Key Info

Basic Information

Portrait: Prof. Dr. Max Christian Lemme © Copyright: Stefan Hense
Prof. Dr. Max Christian Lemme
Faculty / Institution:
Electrical Engineering and Information Technology
Organizational Unit:
Chair of Electronic Devices
Project duration:
01.09.2012 to 31.08.2017
EU contribution:
1.498.687 euros
  EU flag and ERC logo This project has received funding from the European Research Council (ERC) under the European Union’s Seventh Framework Programme for research, technological development and demonstration (Grant agreement No. 307311)  

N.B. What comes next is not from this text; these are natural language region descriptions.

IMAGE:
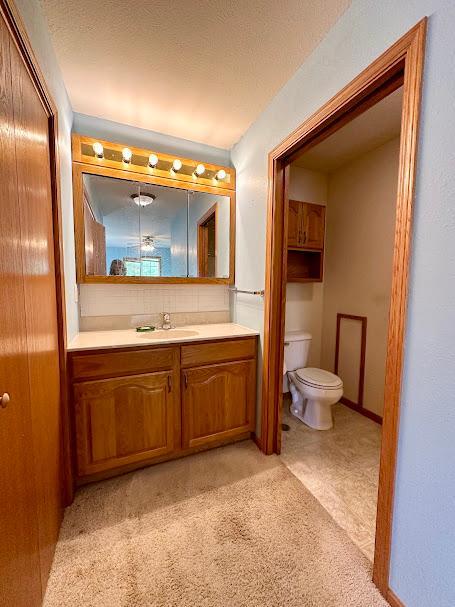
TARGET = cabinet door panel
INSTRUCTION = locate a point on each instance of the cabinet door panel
(314, 224)
(218, 402)
(294, 223)
(20, 583)
(125, 420)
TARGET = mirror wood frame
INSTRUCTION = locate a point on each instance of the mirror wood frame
(79, 169)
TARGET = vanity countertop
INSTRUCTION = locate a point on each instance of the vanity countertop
(97, 340)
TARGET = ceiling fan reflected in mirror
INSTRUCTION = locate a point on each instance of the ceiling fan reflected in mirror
(143, 200)
(148, 243)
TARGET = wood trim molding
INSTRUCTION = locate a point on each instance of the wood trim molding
(16, 26)
(363, 347)
(401, 63)
(393, 600)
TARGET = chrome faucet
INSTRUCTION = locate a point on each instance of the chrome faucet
(166, 324)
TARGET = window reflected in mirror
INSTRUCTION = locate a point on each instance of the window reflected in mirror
(143, 230)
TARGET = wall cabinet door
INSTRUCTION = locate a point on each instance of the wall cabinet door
(295, 223)
(218, 402)
(306, 224)
(126, 420)
(314, 225)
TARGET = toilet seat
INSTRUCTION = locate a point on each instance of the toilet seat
(318, 378)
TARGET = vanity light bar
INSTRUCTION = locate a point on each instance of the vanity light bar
(176, 165)
(153, 161)
(164, 163)
(98, 149)
(127, 154)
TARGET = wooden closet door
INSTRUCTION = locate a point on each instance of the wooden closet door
(20, 583)
(36, 217)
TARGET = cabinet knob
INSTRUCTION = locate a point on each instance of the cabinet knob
(4, 400)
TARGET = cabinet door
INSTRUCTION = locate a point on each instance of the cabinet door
(125, 420)
(20, 583)
(294, 223)
(313, 226)
(218, 402)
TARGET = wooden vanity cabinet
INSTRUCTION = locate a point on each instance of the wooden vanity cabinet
(125, 420)
(218, 402)
(136, 406)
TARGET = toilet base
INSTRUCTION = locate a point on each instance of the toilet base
(313, 413)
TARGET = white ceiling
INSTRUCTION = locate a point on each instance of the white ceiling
(373, 128)
(201, 70)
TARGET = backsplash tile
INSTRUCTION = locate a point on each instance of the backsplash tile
(128, 300)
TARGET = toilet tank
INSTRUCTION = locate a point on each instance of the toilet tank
(296, 349)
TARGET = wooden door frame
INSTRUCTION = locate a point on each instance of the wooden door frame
(401, 64)
(14, 22)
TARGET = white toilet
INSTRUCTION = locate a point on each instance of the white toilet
(313, 391)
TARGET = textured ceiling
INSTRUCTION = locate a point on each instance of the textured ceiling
(201, 70)
(373, 128)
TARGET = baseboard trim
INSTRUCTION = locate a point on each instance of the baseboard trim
(355, 407)
(393, 600)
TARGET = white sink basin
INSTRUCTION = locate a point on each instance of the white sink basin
(168, 334)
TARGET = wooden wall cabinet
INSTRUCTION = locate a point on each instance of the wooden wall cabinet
(133, 407)
(306, 231)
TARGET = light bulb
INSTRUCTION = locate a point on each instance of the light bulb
(176, 165)
(199, 170)
(153, 160)
(127, 154)
(98, 149)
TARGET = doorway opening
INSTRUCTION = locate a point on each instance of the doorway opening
(399, 66)
(341, 217)
(206, 243)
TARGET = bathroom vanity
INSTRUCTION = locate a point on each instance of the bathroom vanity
(142, 398)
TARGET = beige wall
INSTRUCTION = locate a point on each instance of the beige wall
(358, 259)
(304, 301)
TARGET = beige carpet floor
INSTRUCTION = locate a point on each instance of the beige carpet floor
(229, 527)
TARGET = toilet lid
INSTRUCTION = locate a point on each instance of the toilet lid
(319, 377)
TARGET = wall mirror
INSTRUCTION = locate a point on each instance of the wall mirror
(136, 229)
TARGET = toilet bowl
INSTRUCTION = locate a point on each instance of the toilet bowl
(313, 391)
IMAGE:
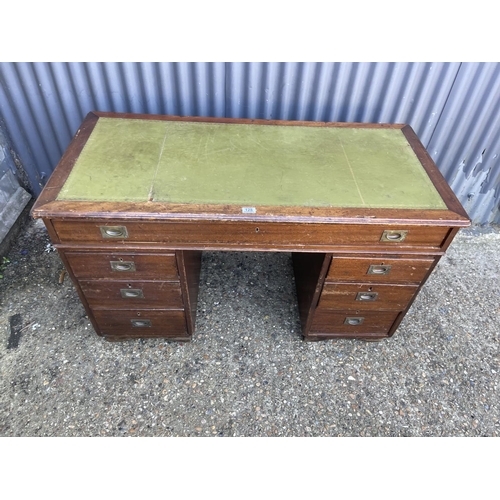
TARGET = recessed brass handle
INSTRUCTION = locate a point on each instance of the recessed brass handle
(122, 266)
(379, 269)
(141, 323)
(353, 321)
(132, 293)
(393, 236)
(114, 231)
(367, 296)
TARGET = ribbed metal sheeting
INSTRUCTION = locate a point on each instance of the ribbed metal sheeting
(453, 107)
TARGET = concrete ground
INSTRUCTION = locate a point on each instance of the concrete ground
(247, 372)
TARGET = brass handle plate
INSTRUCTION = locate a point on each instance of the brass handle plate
(122, 265)
(353, 321)
(379, 269)
(367, 296)
(393, 236)
(141, 323)
(114, 232)
(132, 293)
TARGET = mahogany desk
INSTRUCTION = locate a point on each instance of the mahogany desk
(135, 199)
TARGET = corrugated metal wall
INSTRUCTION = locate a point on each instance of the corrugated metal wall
(453, 107)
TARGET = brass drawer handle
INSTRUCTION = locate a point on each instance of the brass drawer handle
(367, 296)
(393, 236)
(114, 231)
(379, 270)
(141, 323)
(132, 293)
(122, 266)
(353, 321)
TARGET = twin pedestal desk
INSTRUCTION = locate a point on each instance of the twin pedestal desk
(135, 200)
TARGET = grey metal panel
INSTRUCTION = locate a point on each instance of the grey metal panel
(466, 142)
(453, 107)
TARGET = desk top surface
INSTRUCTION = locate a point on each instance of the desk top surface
(139, 160)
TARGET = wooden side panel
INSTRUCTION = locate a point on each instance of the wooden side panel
(309, 270)
(189, 263)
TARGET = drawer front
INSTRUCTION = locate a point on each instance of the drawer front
(141, 323)
(360, 322)
(366, 297)
(118, 265)
(378, 269)
(105, 294)
(247, 233)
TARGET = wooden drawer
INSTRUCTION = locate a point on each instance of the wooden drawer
(118, 265)
(378, 269)
(363, 322)
(148, 323)
(247, 233)
(366, 297)
(105, 294)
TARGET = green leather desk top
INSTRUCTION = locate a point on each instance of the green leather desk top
(250, 165)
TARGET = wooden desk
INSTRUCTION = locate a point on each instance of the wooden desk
(135, 199)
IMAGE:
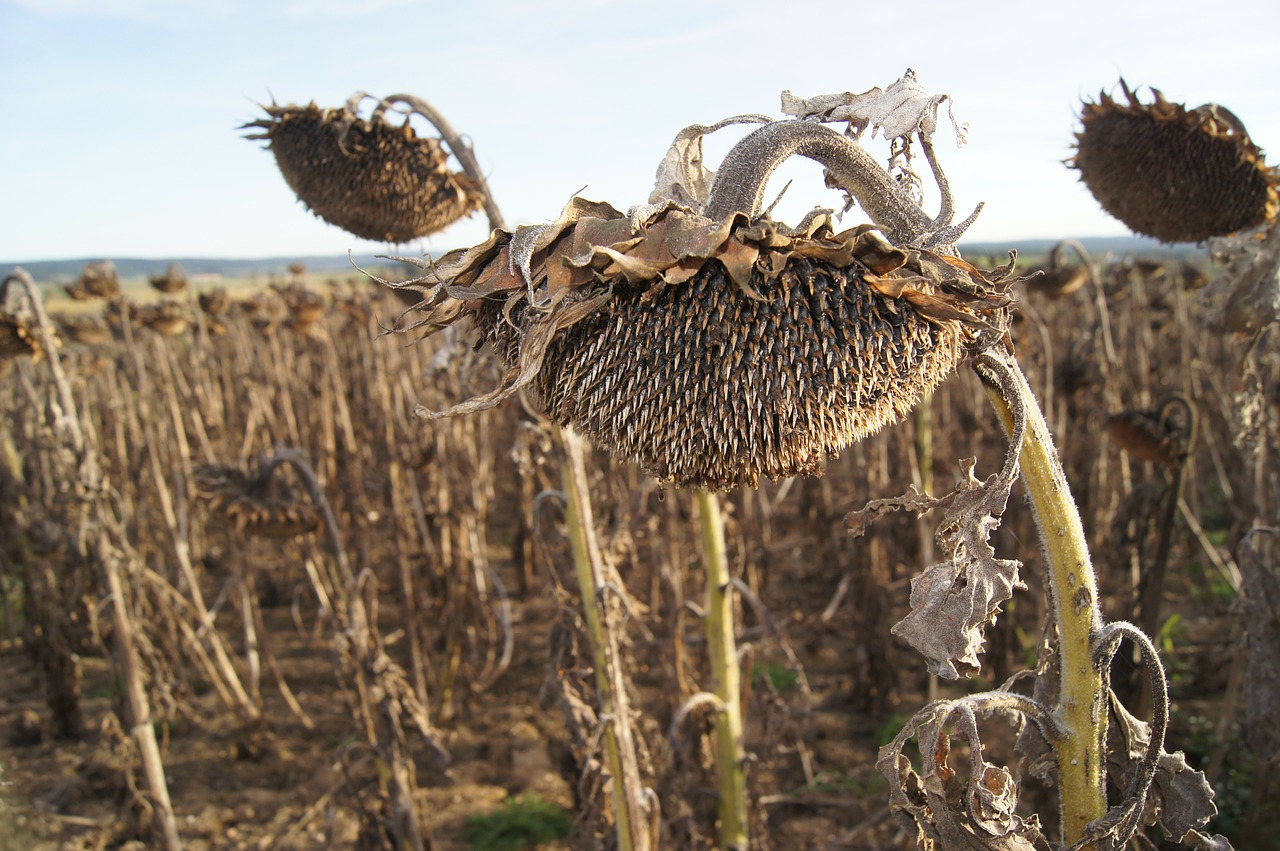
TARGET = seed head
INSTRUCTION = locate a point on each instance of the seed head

Integrating Graphene Devices


Technology requirements for future IC systems include low power computing and communication, sensing capabilities and energy harvesting. These will unlikely be met with silicon technology alone. The proposed research therefore investigates graphene as a potential alternative technology and contributes to bridging the “valley of death” in innovation that is all too present in Europe. In detail, the proposal focuses on the experimental exploration of novel (opto-) electronic devices and systems based on graphene. Strong emphasis is put on integration, defined as an interdisciplinary approach combining graphene manufacturing, graphene process technology, device engineering and -physics as well as system design. This kind of approach is urgently needed in order to open new horizons for graphene, because it enables a transition from fascinating science to a realistic demonstration of graphene’s application potential in electronics and optoelectronics. The first requirement for the applicability of graphene in ICT is a scalable graphene fabrication technology that can be co-integrated with silicon. The second logical aspect to be investigated is the intricate relationship between process technology and graphene device performance. The third aspect to be considered when discussing integration is how devices can be integrated in existing or future systems, including questions of circuit design. Will graphene systems outperform existing solutions and thus replace them? Will new functionalities emerge and generate novel applications? Hence, the key objectives of this proposal are: 1) a scalable, CMOS compatible large area fabrication technology for graphene and graphene devices, 2) demonstration and assessment of performance advantages and new functionalities of RF graphene devices, 3) high performance graphene-based optoelectronic devices integrated with silicon technology and 4) experimental exploration of the performance potential of graphene-based integrated systems.

Additional information

Prof. Lemme transferred his grant to University of Siegen, where it was also finalised in 2018, from his former Host Institution, the Royal Institute of Technology in Stockholm (KTH).